You almost never want this. The deploy lags your local code, so a bug you fixed locally still appears there until you push + rebuild the container. But if you want a one-off sanity check:

python3 launch.py --url https://voxel.mxvs.art/

The harness will happily attach; just remember you're looking at whatever tag is currently deployed, not your in-progress work.

The browser stays open; profile lives at ./.browser_profile/. CDP listens on localhost:9222 so the other tools can attach.

One-shot inspection / screenshot

python3 peek.py            # screenshot + dump game telemetry
python3 peek.py --json     # machine-readable

Writes a PNG to screenshots/<ts>_peek.png.

Run a scenario

python3 run.py scenarios/lighting-times-of-day.yaml

Scenarios are YAML lists of steps. Each step is one of:

step	meaning
`wait_for: <js_expr>`	block until `js_expr` evaluates truthy
`wait: <ms>`	sleep that many ms
`eval: <js>`	run JS in the page (state setters, etc.)
`key: <key> [hold: ms]`	press a key (optionally hold)
`mouse_move: [dx, dy]`	relative mouse motion
`mouse: <down\|up\|click>`	mouse button events
`screenshot: <name>.png`	save canvas screenshot to `screenshots/`
`assert: <js_expr>`	fail scenario if `js_expr` is falsy

Available game-state JS bindings

All exported by the wasm module (see src/bridges.rs::wasm_api).
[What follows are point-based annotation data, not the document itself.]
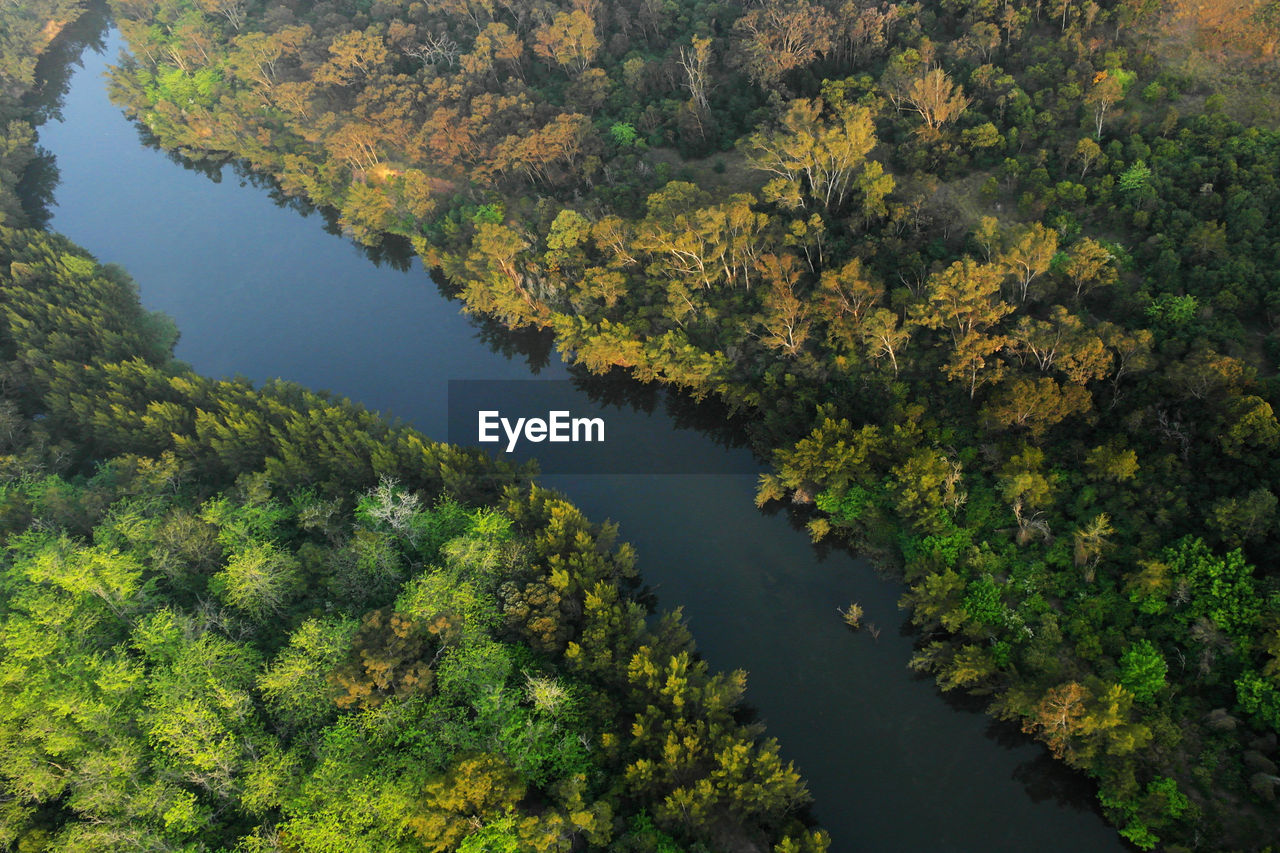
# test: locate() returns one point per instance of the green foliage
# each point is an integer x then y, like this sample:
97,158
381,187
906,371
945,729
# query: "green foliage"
624,133
1143,670
1173,311
1260,698
1136,178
After wait_for: "window.voxel_game !== undefined", call as window.voxel_game.<fn>(...).

Setter	Effect
`set_scene_time(t: f32)`	jump shader time to `t` seconds
`set_time_scale(s: f32)`	freeze (0) / fast-forward time
`teleport(x, y, z)`	move player feet to (x,y,z)
`look_at(yaw, pitch)`	set camera angles (radians)
`set_paused(b)`	pause input + physics
`set_fov(deg)` / `set_mouse_sens(s)` / `set_render_distance(blocks)`	settings
`respawn()`	one-shot respawn request

Getter	Returns
`get_scene_time()`	`f32`
`get_position()`	`[x, y, z]`
`get_camera_angles()`	`[yaw, pitch]`
`get_hp()` / `is_alive()`	from death/respawn state

Why this exists

When something looks wrong (e.g. "tops of blocks don't react to sunset"), the dev loop without this is: deploy, open browser, fiddle the time slider, compare to baseline by memory. With this, the loop is: write a scenario that screenshots the same view at noon / sunset / midnight, run it, diff the screenshots against a baseline. Bugs become visible in one command.

For non-visual behaviors (e.g. "is the joystick releasing correctly?") the same harness sends keyboard events and reads back position telemetry to assert "after release, player stops moving within N ms".

Sanity guarantees

Persistent profile means cookies, settings, and game state survive across launch.py runs. The first launch is "fresh"; subsequent ones resume where you left off.
launch.py never touches the page beyond the initial navigation. Scenarios drive the session; the launcher just hosts the browser.
All tools attach via CDP — closing them doesn't close the browser.